Лэрд расхохотался в ответ. Хохотал громко и долго, от души. И Торну казалось, что этот смех выдавливал по капле то, что осталось от его сердца.

– Вот это вряд ли! Нет, ты не убийца! – И отец снова покатился со смеху – эта мысль безмерно его развеселила. – Так вот, пока не научишься убивать, в этом замке больше не появляйся! В следующий раз, когда мы встретимся, лучше тебе, трусишка, быть готовым бросить мне вызов!

Наверное, целый полк англичан не смог бы устроить замку Рейвенкрофт такую осаду, какую предпринял Торн той ночью. Словно бешеный зверь бился и рвался он в каждую запертую дверь. Тяжелым камнем разбил окно на первом этаже, исцарапался в колючем терновнике – лишь для того, чтобы обнаружить, что не сможет влезть в окно, помогая себе лишь одной рукой.

Торн так и не узнал, что привело Каллума тем утром под стены замка. Не узнал, сколько часов бродил под стенами, выкрикивая бессвязные проклятия, прежде чем верный друг обнаружил его, бесчувственного и полузамерзшего, на холодной земле под окном материнской спальни. Он смутно помнил, как далеко на востоке, над горами Кинросс, занимался серебряный рассвет. Помнил, как не мог шевельнуться от холода, как сорвал голос, но продолжал кричать. И это кричала его душа.

И Торн помнил свою клятву. Перед тем как лишиться чувств, он поклялся, что вернется сюда, когда научится убивать.

Этой ночью Торн видел свою мать не в последний раз. Но в последний раз она видела его.

Глава первая

Гэйрлох, Уэстер-Росс, Шотландия, осень 1880 года

Двадцать лет спустя

– Так это правда? Граф Торн заключил сделку с дьяволом? – Зычный голос со странным шотландско-ирландским выговором вонзился в ночную мглу, как шпора вонзается в бок коня.

Стоя на Саннда-Мхор, широком песчаном берегу, спускавшемся к заливу Страт, Гэвин Сент-Джеймс узнал обманчиво легкие шаги мужчины за спиной еще до того, как тот подал голос.

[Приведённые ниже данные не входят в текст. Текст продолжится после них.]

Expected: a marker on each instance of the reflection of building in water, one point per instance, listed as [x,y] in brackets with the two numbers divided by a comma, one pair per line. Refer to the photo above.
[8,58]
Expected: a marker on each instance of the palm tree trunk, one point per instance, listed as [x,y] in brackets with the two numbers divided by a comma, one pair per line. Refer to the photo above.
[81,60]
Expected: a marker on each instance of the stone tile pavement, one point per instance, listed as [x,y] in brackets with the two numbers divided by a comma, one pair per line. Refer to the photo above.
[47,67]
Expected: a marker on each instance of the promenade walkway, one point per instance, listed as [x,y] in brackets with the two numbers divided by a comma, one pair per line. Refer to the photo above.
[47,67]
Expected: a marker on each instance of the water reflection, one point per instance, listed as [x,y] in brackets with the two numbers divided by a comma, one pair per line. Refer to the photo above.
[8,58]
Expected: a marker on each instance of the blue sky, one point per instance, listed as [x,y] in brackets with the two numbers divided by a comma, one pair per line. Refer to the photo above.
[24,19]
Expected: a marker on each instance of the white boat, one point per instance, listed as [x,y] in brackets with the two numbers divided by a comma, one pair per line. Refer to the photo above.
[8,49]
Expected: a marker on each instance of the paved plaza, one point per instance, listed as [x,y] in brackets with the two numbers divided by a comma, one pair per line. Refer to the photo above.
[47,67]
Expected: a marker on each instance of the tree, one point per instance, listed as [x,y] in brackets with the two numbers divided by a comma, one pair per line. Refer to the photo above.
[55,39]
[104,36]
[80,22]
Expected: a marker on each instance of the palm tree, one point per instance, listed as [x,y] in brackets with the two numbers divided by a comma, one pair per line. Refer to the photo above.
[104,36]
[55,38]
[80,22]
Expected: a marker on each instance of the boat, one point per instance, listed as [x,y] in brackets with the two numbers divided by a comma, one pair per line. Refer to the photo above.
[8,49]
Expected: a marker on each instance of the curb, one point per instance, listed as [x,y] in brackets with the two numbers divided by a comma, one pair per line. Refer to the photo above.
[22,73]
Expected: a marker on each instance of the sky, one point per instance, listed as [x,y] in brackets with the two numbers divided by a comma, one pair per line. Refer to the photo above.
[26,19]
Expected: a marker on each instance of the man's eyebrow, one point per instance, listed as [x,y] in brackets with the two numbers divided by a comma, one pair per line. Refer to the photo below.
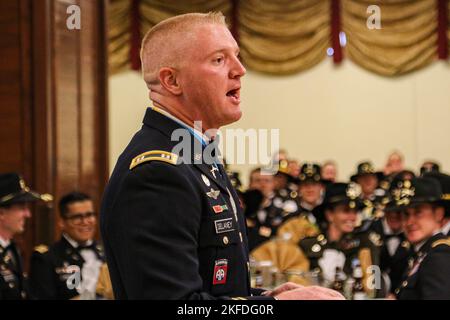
[223,50]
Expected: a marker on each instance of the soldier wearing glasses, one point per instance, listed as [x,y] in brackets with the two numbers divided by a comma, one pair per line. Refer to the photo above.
[70,268]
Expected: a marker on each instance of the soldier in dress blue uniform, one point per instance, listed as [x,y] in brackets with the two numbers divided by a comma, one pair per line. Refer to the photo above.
[371,194]
[171,222]
[427,276]
[14,199]
[395,249]
[444,203]
[69,269]
[338,245]
[310,192]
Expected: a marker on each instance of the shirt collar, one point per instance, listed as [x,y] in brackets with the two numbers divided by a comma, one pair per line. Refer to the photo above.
[4,242]
[387,230]
[74,243]
[445,229]
[195,132]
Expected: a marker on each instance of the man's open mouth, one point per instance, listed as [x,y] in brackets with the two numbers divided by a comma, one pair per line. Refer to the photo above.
[234,94]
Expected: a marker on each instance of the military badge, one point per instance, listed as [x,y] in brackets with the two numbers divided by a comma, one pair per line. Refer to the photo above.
[206,180]
[220,208]
[213,194]
[220,271]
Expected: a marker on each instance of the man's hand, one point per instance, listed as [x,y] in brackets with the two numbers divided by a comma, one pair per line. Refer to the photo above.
[284,287]
[310,293]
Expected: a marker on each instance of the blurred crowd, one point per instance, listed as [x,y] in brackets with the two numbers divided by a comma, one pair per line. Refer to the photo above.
[374,229]
[381,234]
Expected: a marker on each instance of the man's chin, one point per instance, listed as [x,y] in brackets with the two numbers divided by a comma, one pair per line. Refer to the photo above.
[232,117]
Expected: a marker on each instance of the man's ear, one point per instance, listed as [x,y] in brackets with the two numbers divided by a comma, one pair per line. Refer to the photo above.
[329,215]
[439,213]
[168,79]
[61,223]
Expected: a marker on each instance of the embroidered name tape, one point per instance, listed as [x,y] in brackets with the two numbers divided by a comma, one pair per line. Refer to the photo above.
[224,225]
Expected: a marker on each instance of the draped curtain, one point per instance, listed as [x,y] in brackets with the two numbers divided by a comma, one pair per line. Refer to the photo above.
[285,36]
[407,39]
[119,35]
[288,36]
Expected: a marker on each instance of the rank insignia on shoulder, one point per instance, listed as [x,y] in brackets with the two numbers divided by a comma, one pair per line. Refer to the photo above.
[405,244]
[441,242]
[154,155]
[213,194]
[265,231]
[220,271]
[220,208]
[375,238]
[41,248]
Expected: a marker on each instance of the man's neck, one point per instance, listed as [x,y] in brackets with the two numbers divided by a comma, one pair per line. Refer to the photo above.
[334,234]
[446,227]
[75,243]
[5,235]
[5,238]
[308,205]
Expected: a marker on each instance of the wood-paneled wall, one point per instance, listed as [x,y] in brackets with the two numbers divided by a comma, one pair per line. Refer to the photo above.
[53,103]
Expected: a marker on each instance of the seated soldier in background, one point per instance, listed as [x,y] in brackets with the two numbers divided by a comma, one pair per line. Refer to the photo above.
[15,197]
[428,273]
[394,164]
[263,222]
[371,194]
[303,222]
[337,248]
[444,203]
[429,166]
[310,189]
[70,268]
[329,171]
[395,250]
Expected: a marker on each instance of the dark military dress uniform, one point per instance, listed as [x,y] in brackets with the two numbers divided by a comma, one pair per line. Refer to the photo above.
[394,265]
[264,223]
[350,245]
[52,267]
[13,285]
[428,273]
[172,230]
[363,246]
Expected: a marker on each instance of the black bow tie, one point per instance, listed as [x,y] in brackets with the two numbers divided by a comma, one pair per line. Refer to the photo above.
[88,247]
[390,236]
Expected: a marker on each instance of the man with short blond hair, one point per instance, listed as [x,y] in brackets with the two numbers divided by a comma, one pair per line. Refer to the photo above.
[170,219]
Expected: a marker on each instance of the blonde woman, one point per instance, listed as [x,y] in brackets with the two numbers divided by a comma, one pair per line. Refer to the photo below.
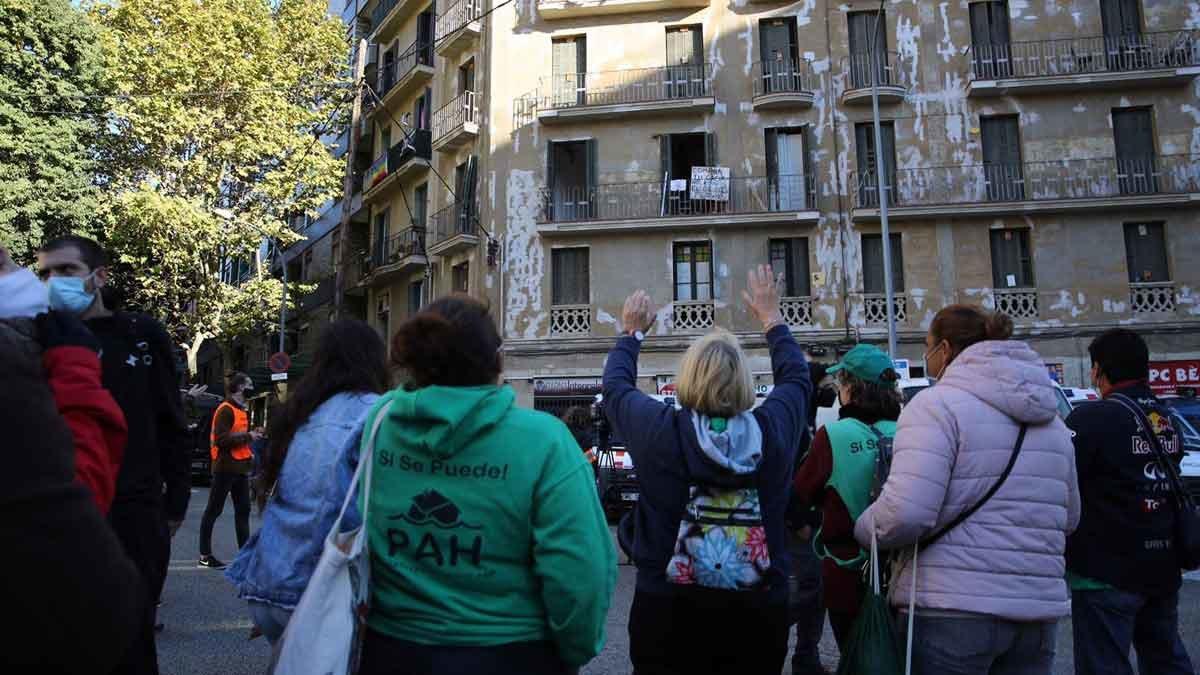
[709,538]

– Такое со мной не в первый раз, – откликнулся он, оборачиваясь и сжимая в знак приветствия крепкое плечо Каллума Монахана. – И наверняка не в последний. Нечистый являлся мне во множестве обличий, так что вряд ли ему удастся чем-то меня удивить.

Даже в неверном свете костра смугловатая обожженная солнцем кожа Каллума странно контрастировала с глазами – золотисто-карими, сияющими почти неземным светом. Глаза у него были точь-в-точь как у сокола, что сидел сейчас на его левой руке с накрытой колпачком головой.

– Мы с тобой через многое прошли, и все же ты не похож на человека, которого преследуют демоны, – заметил Каллум.

– Внешность обманчива… – Гэвин пожал плечами, сверкнув своей знаменитой белозубой улыбкой.

Каллум знал: демоны Гэвина темнее черных вод между островом Лонга и берегами Саннда-Мхор. У него не осталось на свете никого, кроме сводных братьев, причем один из братьев был повешен за государственную измену, второй стал королем преступного мира, а третий – печально известный лэрд Маккензи, тот самый, которого все называли Демоном-горцем.